To further explore the above findings, clinical outcomes of patients with gliomas were collected. HOXB7-specific Kaplan–Meier survival analysis of the clinical cohort revealed that high HOXB7 expression was associated with poor OS (Figure 3). The patients, who were from the CGGA RNA-seq database (n = 308) and Ditan Hospital database (n = 37) were divided into two groups based on the median expression of HOXB7. Figures 3A,B shows that in both all grade and LGG, patients in the low HOXB7 expression group achieve a significantly longer survival time than their high expression counterparts (p < 0.0001, p = 0.0047, respectively). However, this association was not reproduced in conventional statistical significance in Grade IV (GBM) group (p = 0.0535, Figure 3C). Furthermore, the above results were also confirmed in the patients from the Ditan Hospital database (Figures 3D–F).

FIGURE 3

Figure 3. Prognostic significance of HOXB7 in all-grade, lower-grade and GBM groups. (A–C) CGGA RNA-seq database; (D–F) Ditan database.
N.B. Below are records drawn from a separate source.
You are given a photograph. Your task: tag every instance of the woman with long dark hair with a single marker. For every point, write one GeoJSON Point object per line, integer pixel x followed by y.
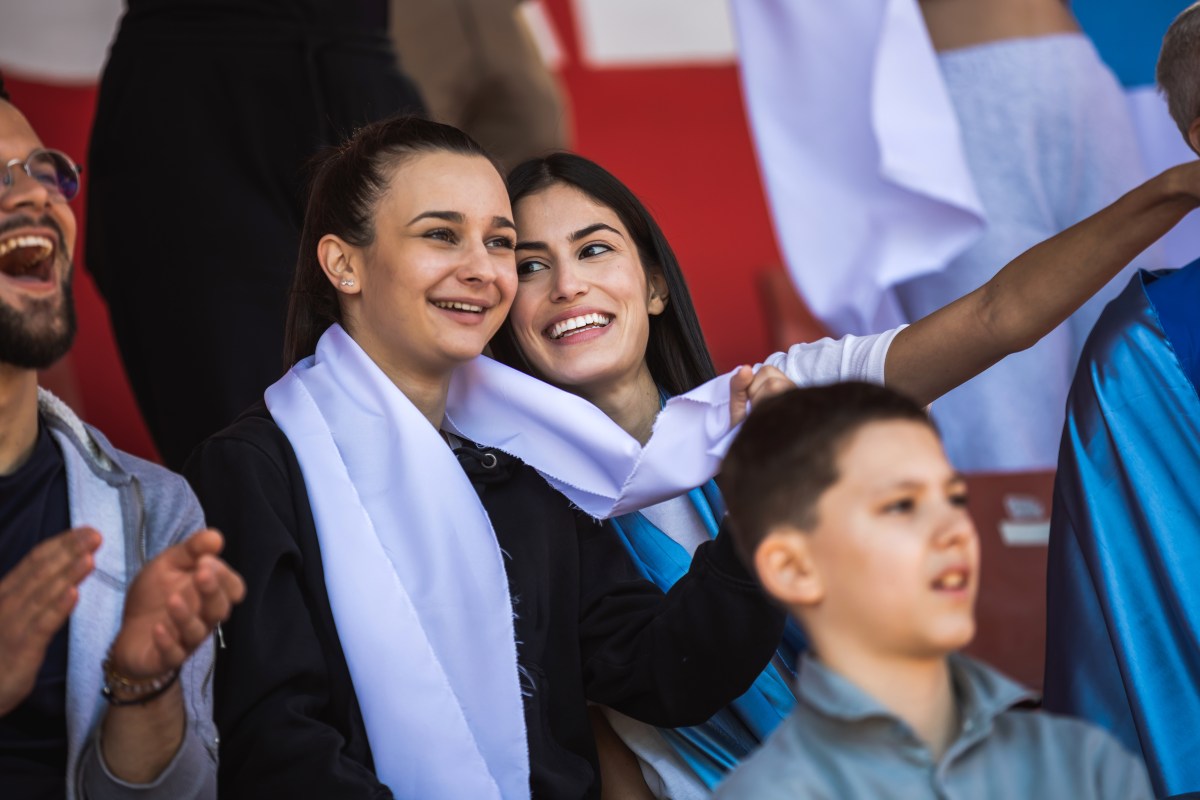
{"type": "Point", "coordinates": [427, 618]}
{"type": "Point", "coordinates": [603, 311]}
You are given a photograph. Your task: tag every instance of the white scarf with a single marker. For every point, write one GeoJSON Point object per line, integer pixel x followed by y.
{"type": "Point", "coordinates": [414, 575]}
{"type": "Point", "coordinates": [582, 452]}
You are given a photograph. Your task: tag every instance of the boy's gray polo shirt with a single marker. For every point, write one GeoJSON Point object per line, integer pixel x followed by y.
{"type": "Point", "coordinates": [840, 744]}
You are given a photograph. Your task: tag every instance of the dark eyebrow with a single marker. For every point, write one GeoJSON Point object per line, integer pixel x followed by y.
{"type": "Point", "coordinates": [582, 233]}
{"type": "Point", "coordinates": [449, 216]}
{"type": "Point", "coordinates": [591, 229]}
{"type": "Point", "coordinates": [457, 218]}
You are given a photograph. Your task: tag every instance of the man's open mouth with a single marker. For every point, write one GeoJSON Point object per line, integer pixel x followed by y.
{"type": "Point", "coordinates": [28, 258]}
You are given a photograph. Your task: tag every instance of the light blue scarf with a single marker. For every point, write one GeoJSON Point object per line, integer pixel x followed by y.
{"type": "Point", "coordinates": [717, 746]}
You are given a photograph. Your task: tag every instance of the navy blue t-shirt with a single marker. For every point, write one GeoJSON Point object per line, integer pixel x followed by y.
{"type": "Point", "coordinates": [34, 735]}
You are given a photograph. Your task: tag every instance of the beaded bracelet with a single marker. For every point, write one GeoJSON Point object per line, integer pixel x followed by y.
{"type": "Point", "coordinates": [143, 690]}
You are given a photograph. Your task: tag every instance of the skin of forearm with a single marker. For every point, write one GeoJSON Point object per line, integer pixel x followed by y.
{"type": "Point", "coordinates": [1037, 290]}
{"type": "Point", "coordinates": [138, 741]}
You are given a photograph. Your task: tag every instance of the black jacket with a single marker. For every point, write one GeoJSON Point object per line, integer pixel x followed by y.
{"type": "Point", "coordinates": [589, 627]}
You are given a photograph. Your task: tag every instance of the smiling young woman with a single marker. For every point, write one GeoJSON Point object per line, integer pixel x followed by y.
{"type": "Point", "coordinates": [603, 311]}
{"type": "Point", "coordinates": [437, 617]}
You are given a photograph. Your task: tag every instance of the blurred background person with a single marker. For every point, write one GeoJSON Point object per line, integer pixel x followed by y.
{"type": "Point", "coordinates": [208, 110]}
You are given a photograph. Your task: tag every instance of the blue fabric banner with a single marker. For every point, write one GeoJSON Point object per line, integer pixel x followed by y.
{"type": "Point", "coordinates": [1123, 591]}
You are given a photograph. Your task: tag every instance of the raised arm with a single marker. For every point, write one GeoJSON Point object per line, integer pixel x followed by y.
{"type": "Point", "coordinates": [1037, 290]}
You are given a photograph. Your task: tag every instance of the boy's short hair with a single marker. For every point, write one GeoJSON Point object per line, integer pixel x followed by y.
{"type": "Point", "coordinates": [786, 455]}
{"type": "Point", "coordinates": [1179, 67]}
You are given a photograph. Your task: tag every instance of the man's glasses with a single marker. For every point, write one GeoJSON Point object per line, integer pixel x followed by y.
{"type": "Point", "coordinates": [51, 168]}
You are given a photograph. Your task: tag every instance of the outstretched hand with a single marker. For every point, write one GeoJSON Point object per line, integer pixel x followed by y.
{"type": "Point", "coordinates": [750, 386]}
{"type": "Point", "coordinates": [36, 597]}
{"type": "Point", "coordinates": [173, 606]}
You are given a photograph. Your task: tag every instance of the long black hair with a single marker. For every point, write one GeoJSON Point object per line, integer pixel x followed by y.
{"type": "Point", "coordinates": [346, 187]}
{"type": "Point", "coordinates": [676, 353]}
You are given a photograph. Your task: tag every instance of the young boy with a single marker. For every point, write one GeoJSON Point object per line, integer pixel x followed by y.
{"type": "Point", "coordinates": [843, 499]}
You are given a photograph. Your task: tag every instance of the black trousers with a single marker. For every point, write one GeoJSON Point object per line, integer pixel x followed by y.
{"type": "Point", "coordinates": [196, 192]}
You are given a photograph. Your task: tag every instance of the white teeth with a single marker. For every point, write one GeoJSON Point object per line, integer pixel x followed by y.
{"type": "Point", "coordinates": [562, 329]}
{"type": "Point", "coordinates": [952, 581]}
{"type": "Point", "coordinates": [17, 242]}
{"type": "Point", "coordinates": [459, 306]}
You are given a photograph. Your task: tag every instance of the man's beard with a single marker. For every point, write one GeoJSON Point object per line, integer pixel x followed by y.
{"type": "Point", "coordinates": [42, 334]}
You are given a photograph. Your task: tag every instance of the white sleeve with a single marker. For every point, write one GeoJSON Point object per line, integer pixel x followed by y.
{"type": "Point", "coordinates": [828, 361]}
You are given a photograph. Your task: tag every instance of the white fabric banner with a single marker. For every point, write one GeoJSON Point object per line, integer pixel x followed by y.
{"type": "Point", "coordinates": [873, 188]}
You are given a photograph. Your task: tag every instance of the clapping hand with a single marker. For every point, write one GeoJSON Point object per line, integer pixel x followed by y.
{"type": "Point", "coordinates": [174, 605]}
{"type": "Point", "coordinates": [36, 599]}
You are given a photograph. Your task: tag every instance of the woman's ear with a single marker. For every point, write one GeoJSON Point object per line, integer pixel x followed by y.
{"type": "Point", "coordinates": [339, 260]}
{"type": "Point", "coordinates": [657, 301]}
{"type": "Point", "coordinates": [785, 566]}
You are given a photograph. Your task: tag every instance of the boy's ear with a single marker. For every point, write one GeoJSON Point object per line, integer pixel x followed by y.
{"type": "Point", "coordinates": [785, 566]}
{"type": "Point", "coordinates": [1194, 134]}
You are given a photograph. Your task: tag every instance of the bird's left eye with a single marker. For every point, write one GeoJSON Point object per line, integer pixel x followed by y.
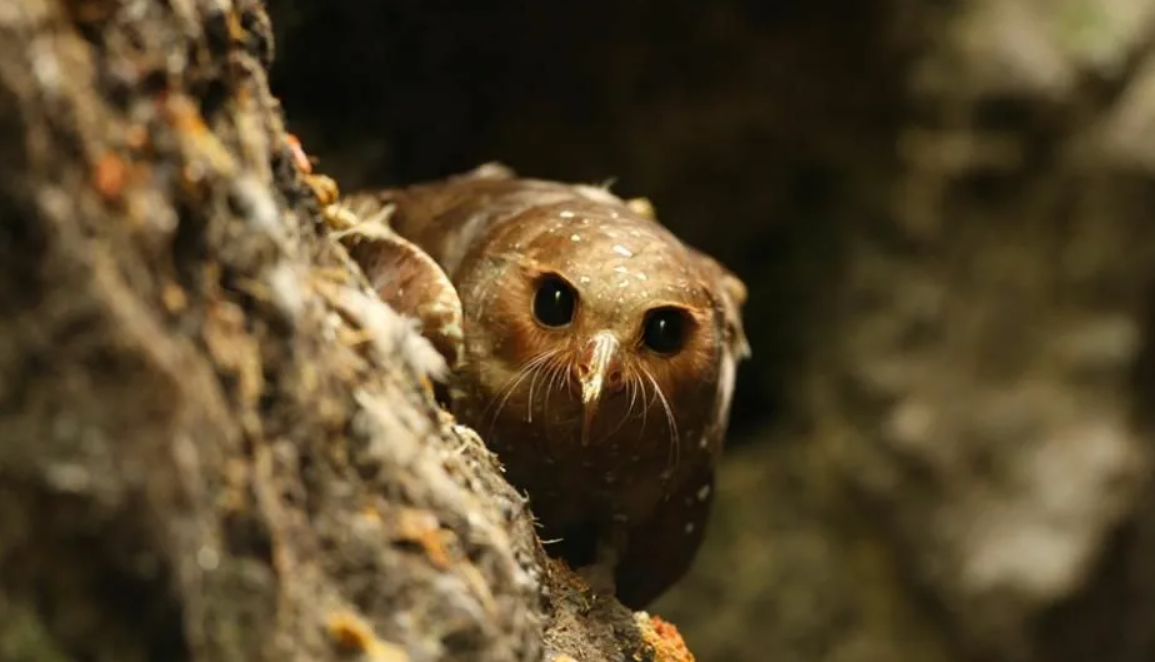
{"type": "Point", "coordinates": [665, 329]}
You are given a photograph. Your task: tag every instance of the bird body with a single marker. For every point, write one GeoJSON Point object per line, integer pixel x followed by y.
{"type": "Point", "coordinates": [597, 359]}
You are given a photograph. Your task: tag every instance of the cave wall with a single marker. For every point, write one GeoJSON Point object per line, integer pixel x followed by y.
{"type": "Point", "coordinates": [940, 449]}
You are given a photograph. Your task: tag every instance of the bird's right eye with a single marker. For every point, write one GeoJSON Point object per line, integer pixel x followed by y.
{"type": "Point", "coordinates": [554, 302]}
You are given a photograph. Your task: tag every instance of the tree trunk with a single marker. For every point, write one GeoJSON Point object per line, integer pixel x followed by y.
{"type": "Point", "coordinates": [214, 441]}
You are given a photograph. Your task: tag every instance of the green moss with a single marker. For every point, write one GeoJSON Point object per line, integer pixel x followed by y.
{"type": "Point", "coordinates": [23, 637]}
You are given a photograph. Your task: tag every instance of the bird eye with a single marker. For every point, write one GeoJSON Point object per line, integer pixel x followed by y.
{"type": "Point", "coordinates": [665, 329]}
{"type": "Point", "coordinates": [554, 302]}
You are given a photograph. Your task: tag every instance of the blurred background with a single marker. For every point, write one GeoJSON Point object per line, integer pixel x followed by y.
{"type": "Point", "coordinates": [945, 213]}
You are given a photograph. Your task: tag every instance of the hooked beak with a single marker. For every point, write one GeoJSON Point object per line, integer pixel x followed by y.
{"type": "Point", "coordinates": [597, 365]}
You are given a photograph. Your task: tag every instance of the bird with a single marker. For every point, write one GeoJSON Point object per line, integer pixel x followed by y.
{"type": "Point", "coordinates": [593, 350]}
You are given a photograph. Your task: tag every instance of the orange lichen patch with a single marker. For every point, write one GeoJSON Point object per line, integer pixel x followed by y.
{"type": "Point", "coordinates": [352, 634]}
{"type": "Point", "coordinates": [641, 207]}
{"type": "Point", "coordinates": [663, 639]}
{"type": "Point", "coordinates": [423, 528]}
{"type": "Point", "coordinates": [110, 177]}
{"type": "Point", "coordinates": [299, 158]}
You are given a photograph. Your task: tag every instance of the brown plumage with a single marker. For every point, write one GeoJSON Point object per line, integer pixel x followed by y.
{"type": "Point", "coordinates": [598, 359]}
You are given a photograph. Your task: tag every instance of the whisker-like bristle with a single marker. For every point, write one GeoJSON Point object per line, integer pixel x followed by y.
{"type": "Point", "coordinates": [507, 391]}
{"type": "Point", "coordinates": [669, 418]}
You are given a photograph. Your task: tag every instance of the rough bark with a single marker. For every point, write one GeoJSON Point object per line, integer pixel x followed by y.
{"type": "Point", "coordinates": [215, 444]}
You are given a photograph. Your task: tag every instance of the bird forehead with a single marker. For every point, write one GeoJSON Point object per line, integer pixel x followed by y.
{"type": "Point", "coordinates": [619, 267]}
Next, we focused on the lower grade glioma patients. Survival curves showed that HOXB7 high expression subgroup, IDH1 wildtype subgroup and 1p/19q non-codeletion subgroup had similar survival trends (p > 0.05, Supplemental Digital Content, Supplementary Figures 1A,B). The same result was also confirmed in the patients from the Ditan Hospital database (p > 0.05, Supplemental Digital Content, Supplementary Figures 1C,D).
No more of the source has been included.